A chronicle of 100 word stories and diary entries. Contact me at kategg26@gmail.com if you have any questions!
Monday, December 28, 2015
Christmas Tree
Santa Claus brings our tree, fully decorated, sometime during the night on Christmas Eve. The next morning, the five of us descend the stairs together, making sure we all witness the tree’s glory at the same moment. But at four years old, I didn’t feel like respecting this tradition. I burst from Daddy’s arms, raced down the stairs, through the dining room and the kitchen until I hit the back glass door. The excitement had distracted me from turning into the living room where the tree shined bright.
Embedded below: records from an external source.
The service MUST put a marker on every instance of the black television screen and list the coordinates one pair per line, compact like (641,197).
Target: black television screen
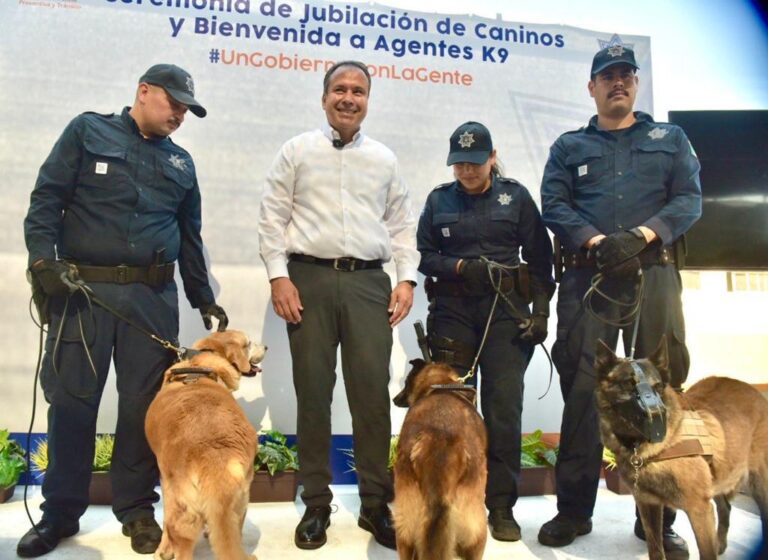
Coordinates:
(732,233)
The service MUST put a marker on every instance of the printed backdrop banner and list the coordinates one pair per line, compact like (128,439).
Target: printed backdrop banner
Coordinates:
(258,69)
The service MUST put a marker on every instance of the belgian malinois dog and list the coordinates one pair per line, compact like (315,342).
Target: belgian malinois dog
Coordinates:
(716,438)
(440,471)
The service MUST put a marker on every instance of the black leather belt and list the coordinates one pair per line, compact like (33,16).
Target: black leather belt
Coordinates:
(153,275)
(459,289)
(345,264)
(652,255)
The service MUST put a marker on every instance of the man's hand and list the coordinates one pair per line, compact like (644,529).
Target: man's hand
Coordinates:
(285,299)
(628,269)
(400,302)
(55,277)
(536,333)
(619,247)
(209,310)
(475,274)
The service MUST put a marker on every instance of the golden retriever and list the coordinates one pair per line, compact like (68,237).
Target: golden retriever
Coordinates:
(205,447)
(440,471)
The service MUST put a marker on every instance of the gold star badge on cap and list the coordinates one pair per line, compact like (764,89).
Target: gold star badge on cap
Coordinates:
(466,139)
(616,50)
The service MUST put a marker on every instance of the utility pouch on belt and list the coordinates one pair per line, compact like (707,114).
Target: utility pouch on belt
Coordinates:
(559,265)
(39,298)
(523,283)
(680,250)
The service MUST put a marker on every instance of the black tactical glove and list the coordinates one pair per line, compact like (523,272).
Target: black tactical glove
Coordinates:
(475,274)
(536,332)
(208,310)
(55,277)
(627,269)
(619,247)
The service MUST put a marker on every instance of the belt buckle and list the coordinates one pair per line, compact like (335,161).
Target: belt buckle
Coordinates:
(121,274)
(344,264)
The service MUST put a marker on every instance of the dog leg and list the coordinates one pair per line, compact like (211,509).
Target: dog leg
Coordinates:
(723,521)
(651,516)
(758,484)
(225,522)
(702,517)
(475,551)
(405,550)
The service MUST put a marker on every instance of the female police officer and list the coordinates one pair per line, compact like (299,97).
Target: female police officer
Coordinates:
(470,236)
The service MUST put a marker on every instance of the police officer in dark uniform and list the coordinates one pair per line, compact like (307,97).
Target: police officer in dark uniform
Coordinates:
(618,194)
(116,203)
(470,237)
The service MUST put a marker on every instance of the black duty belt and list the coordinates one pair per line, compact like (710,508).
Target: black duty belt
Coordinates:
(152,275)
(652,255)
(458,288)
(345,264)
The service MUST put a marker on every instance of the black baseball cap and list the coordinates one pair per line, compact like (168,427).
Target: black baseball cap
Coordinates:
(470,143)
(616,54)
(177,82)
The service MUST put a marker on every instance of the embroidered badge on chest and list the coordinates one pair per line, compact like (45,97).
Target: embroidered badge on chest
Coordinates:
(177,162)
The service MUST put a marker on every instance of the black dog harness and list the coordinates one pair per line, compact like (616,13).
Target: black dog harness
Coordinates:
(466,392)
(191,375)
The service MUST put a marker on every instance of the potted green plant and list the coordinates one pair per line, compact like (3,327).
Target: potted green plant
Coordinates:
(276,476)
(12,464)
(613,480)
(537,459)
(393,441)
(100,489)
Instead of rerouting to the living room, I slinked back upstairs, guilty.
Monday, December 21, 2015
CVS
The Chester CVS is our go-to place for Rutter’s dark chocolate bars, batteries and peanut butter crackers. Tonight, Libby needs shampoo for her biweekly bathings. Usually I go in with her, our arms locked like good sissybelles, but tonight she goes alone. From the car, we watch her half trotting, half skipping to the automatic doors. As she draws closer, her strides get shorter and, in a less-than-graceful movement, she throws her body at the glass doors with a flying kick. They open. She repeats the attack on her way out, this time while greedily clutching at her new possessions.
Friday, December 18, 2015
L.L. Bean Classic
It’s a faded red sweater, with discreet white snowflakes. Not too showy, just subtly Christmassy. An L.L Bean classic. In essence, perfect for a middle-aged school-teaching woman. Yet something about it grates on most everyone. It’s not the person inside of it. It’s not the knowledge that it has mucked out one too many cow stalls. It’s not the quality, brand, or color. This sweater is offensive purely for its persistence; it’s worn beyond the Christmas season. Beyond winter and into spring. It’s tied around her waist as the early summer sun beats down. And no one knows why.
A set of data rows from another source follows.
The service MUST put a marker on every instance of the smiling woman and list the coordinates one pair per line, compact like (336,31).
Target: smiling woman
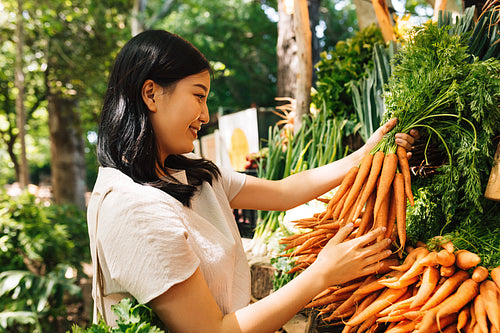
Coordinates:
(161,221)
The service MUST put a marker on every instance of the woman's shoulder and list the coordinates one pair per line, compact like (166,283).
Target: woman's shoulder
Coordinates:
(124,191)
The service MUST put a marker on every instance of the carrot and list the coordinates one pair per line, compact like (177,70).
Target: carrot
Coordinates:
(404,326)
(495,276)
(386,298)
(430,278)
(479,274)
(480,312)
(448,246)
(489,294)
(447,271)
(463,317)
(411,258)
(405,170)
(348,288)
(371,181)
(466,259)
(464,294)
(401,283)
(367,324)
(327,300)
(385,180)
(445,258)
(450,329)
(363,171)
(367,218)
(399,193)
(391,217)
(428,260)
(381,217)
(446,289)
(342,189)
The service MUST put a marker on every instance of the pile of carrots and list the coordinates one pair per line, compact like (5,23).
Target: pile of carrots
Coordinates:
(438,290)
(431,291)
(371,195)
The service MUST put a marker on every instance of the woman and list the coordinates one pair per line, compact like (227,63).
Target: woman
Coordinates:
(160,220)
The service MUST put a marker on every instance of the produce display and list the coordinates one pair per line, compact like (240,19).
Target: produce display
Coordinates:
(444,273)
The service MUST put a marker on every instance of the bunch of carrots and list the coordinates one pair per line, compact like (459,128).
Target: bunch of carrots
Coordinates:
(371,195)
(431,291)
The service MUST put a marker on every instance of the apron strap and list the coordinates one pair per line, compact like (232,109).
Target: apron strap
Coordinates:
(98,281)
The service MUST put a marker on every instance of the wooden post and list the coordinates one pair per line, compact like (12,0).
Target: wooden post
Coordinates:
(493,187)
(304,73)
(384,20)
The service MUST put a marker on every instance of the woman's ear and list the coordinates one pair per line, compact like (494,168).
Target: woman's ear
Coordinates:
(148,95)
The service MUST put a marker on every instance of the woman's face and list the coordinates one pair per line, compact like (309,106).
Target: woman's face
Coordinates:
(177,113)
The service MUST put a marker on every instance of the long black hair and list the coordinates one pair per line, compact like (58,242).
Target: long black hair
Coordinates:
(126,140)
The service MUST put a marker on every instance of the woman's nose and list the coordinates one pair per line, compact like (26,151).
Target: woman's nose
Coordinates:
(204,116)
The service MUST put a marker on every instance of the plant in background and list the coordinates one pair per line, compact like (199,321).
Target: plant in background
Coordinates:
(337,68)
(41,248)
(440,86)
(132,318)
Thursday, December 17, 2015
Albuquerque Turkey
Elementary school teachers don’t celebrate holidays right. At Thanksgiving, we sang Albuquerque Turkey, a song which told us a pet turkey was better than a dog. During that lyric, I’d close my mouth up tight. No one was about to convince me some turkey was better than my basset hound. Christmas was even worse. Mr. A dared to read The Night Before Christmas. Didn’t he understand that this story is only read on Christmas Eve? I closed my ears and pushed his words out of my brain - anything to stop the sound of Mr. A’s voice reading those sacred words.
Wednesday, December 16, 2015
Ruination
In the dark of night, a fat little groundhog emerges in the feed stall from his underground tunnels. Eyeing the wooden bins which contain an endless supply of sweet feed, he flips open the heavy lid, and, in an explicable feat of athleticism, climbs inside. Without any means of escape, he settles into the dark and gorges himself. In the morning, when unsuspecting little girls come to fetch their ponies’ feed, the fattened groundhog is discovered. But these unwanted rodent invasions ended as Roxy the Patterdale Terrier moved in and brought ruination to the groundhog population at the Essex stables.
Saturday, December 12, 2015
Grilled Cheese
Pre-basseting lunch time menus often consisted of grilled cheese and Campbell’s tomato soup - Daddy’s favorite. He made it in bulk for all of us. In the frying pan, slices of cheese were laid against the edge of each sandwich’s long edge. We called them “wings,” and we wouldn’t eat grilled cheese without them. After everything became perfectly browned, Daddy stacked the sandwiches in a towering pile. I remember it being at least two feet tall. It likely wasn’t. Either way, we’d all gather around to watch the glorious moment when Daddy sliced the whole stack diagonally in one great chop.
Friday, December 11, 2015
Lunch Ladies
Elementary schoolers settle into the lunchroom at assigned tables. Above their chatter, lunch ladies rhythmically chant their spells “...eat your lunch before you eat you snack…” Mrs. Moose is the most popular of these mechanical chanters because she holds the power to core and slice assorted fruits. But when she isn’t wielding her apple-corer, she paces the tiled floors in her white moose-embroidered apron, reciting “...eat your lunch before you eat your snack…” At random moments, she and the others silence us by clapping two slows, then three fast claps. An announcement is made before the chatter and chanting resume.